Houston Protesters marched through downtown, blocking interstate traffic.

Washington A large crowd chanted outside the White House, prompting the Secret Service to lockdown the building.

Atlanta Vehicles were set afire, and buildings vandalized. Police used tear gas to try to disperse protesters.

By Jugal. K Patel, Jin Wu and Juliette Love

The spectacle of a police station in flames and a president appearing to threaten violence against those protesting the death of a black man in police custody, set against the backdrop of a coronavirus pandemic that has kept many people from engaging with one another directly for months, added to the anxiety of a nation already plagued by crises.

The protests — some peaceful, some marked by violence — have spread across the country, from Denver and Phoenix to Louisville, Ky., and Columbus, Ohio, with more expected on Friday night.

Credit...Victor J. Blue for The New York Times

Mayor Jacob Frey of Minneapolis imposed an 8 p.m. curfew to try to stem the escalating violence that has engulfed the city for the last three nights.

The curfew will extend through the weekend, according to the mayor’s order, expiring at 6 a.m. each morning. During the hours of the curfew, people are prohibited from traveling on public streets or gathering in a public place.

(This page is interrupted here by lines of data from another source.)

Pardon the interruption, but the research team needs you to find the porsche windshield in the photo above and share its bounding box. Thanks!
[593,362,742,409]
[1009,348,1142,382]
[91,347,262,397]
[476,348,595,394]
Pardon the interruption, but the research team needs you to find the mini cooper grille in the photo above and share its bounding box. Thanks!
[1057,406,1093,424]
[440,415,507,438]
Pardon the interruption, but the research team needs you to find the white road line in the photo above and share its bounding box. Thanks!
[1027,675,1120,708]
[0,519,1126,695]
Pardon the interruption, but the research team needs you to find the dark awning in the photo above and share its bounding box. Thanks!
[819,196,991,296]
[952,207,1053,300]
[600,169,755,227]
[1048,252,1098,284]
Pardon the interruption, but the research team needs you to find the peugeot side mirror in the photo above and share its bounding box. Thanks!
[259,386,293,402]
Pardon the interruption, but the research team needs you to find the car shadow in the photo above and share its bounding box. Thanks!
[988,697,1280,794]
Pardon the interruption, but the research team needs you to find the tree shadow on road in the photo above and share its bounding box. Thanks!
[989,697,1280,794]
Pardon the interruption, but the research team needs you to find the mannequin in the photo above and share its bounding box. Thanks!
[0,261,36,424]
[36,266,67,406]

But even as the curfew was taking effect on Friday evening, protesters were defying it, gathering in the streets around the police station that was burned a night earlier.

They chanted, “No justice, no peace, prosecute the police!”

Law enforcement officials fired tear gas into the streets and patrolled in military vehicles.

Governor Walz, who activated the National Guard on Thursday as local police appeared to lose control over angry demonstrators, also extended the curfew to St. Paul and said guardsmen would return to the streets in anticipation of more protests.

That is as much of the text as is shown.